"Waktu Berjalan Begitu Cepat"

1 0 0
                                    

Di suatu pondok makan dekat stasiun kereta. "San, ngga kerasa ya? Kita sudah hampir lulus."

Pandemi membuat waktu berjalan begitu cepat. Perkuliahan yang seharusnya menemukan banyak cerita baru hanya berhenti di sebuah kamar setiap harinya. Entah karena suasana rumah yang nyaman atau media belajar yang hanya dilakukan secara daring ini. Pendidikan berubah dengan cepat, sekolah tatap muka yang sistemnya tidak pernah berubah tiba-tiba menjadi begitu modern.

Keluhan dari pengajar dan siswa tentu muncul, pengajar yang tidak terlalu paham teknologi dan siswa yang tidak memiliki teknologi. Pandemi mengubah cara belajar karena dia menjauhkan yang dekat dan manusia berusaha untuk mendekatkan yang jauh.

Angkasa merasakan beratnya menjadi seorang yang hidup sendirian, pesan singkat dari Sanni tidak dapat menolongnya dari rindu yang dia rasakan. Sanni juga sama, dirinya berjuang menjadi seorang dokter dan tentunya tidak mudah. Mereka berdua terpisahkan jarak semenjak Angkasa pulang. Kesibukan mereka berdua membuat rindu terus tertabung di masing- masing hati mereka.

Pak Sutoyo dan Bu Win juga sering bercerita kalau Sanni jarang sekali berada di indekos dan kembali ke kebiasannya untuk pulang larut malam. Angkasa mulai khawatir dengan kesehatan mental Sanni dan dia lebih khawatir jika ada seseorang yang mengisi kekosongannya di sana.

Waktu berlalu dengan cepat dan mereka sudah berada di tingkat akhir perkuliahan. Sanni sudah beberapa kali menunjukkan foto dirinya yang sudah hampir selesai dengan pendidikannya dan siap melanjutkan ke pengabdiannya setelah menjalani koas. Sedangkan Angkasa akan segera masuk ke dunia kerja, namun Angkasa merasa ada hal yang membuat dirinya tidak ingin masuk ke dunia kerja yang sama dengan jurusannya.

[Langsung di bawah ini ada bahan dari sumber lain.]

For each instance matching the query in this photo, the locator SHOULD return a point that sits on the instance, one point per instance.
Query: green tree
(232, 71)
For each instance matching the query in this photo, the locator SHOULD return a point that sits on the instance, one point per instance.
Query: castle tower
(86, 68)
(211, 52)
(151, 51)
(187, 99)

Ketika hendak tidur, mereka memang selalu terbiasa untuk berbicara melalui telepon genggam untuk meredakan rindu mereka. Namun malam itu pembicaraan mereka sangat serius dan tidak ada tertawa yang muncul dari keduanya.

"Angkasa, setelah lulus kamu mau kemana?" Tanya Sanni.

"Belum tahu, menjadi pekerja perusahaan sepertinya bukan jalanku, kamu?" Tanya Angkasa balik.

"Lho, jangan begitu. Lalu apa gunanya kamu kuliah empat tahun. Kalau aku sudah jelas harus koas dulu dan setelah itu pengabdian. Aku ingin pengabdian di pelosok, sekalian liburan. Hehe." Kata Sanni terdengar sangat antusias.

"Kalau aku coba lihat nanti saja, aku masih ingin banyak berpetualang San." Kata Angkasa pelan.

"Ya sudah, kenapa tidak mencoba menjadikan petualangan sebuah pekerjaan?" Tanya Sanni.

"Mungkin bisa, namun aku belum tahu caranya." Angkasa mulai kikuk.

"Cari dari sekarang, sebelum lulus kamu harus punya rencana. Aku tidak suka dengan orang yang tidak terencana masa depannya." Kata-kata Sanni membuat Angkasa sedikit tertampar.

"Iya, nanti aku buat rencana kalau sudah ada niat." Kata Angkasa dengan nada datar.

"Dasar Angkasa, selalu tidak terencana dan mendadak. Ngomong-ngomong, besok kamu ada sidang kan Sa?"

"Iya, doakan semoga lancar ya. Aku ingin segera selesai dan kembali mengejar mimpiku."

"Semangat Sa, jangan lupakan orang-orang yang membantumu juga."

"Baik, terima kasih San." Malam itu Angkasa langsung tidur karena keesokan harinya dia harus menjalankan sidang akhirnya.

Sidang akhir Angkasa dimulai, ketegangan terasa walau tidak bertatap muka. Pemaparan yang biasa saja dan penuh kesalahan membuatnya dihajar oleh para penguji. Namun semua itu tidak membuat Angkasa merasa ini adalah tekanan. Pertanyaan kepada Angkasa dia jawab dengan seadanya dan selalu menimbulkan pertanyaan lanjutan. Namun pertanyaan itu akhirnya berhenti dan sampai dimana Angkasa selesai dengan pemaparannya.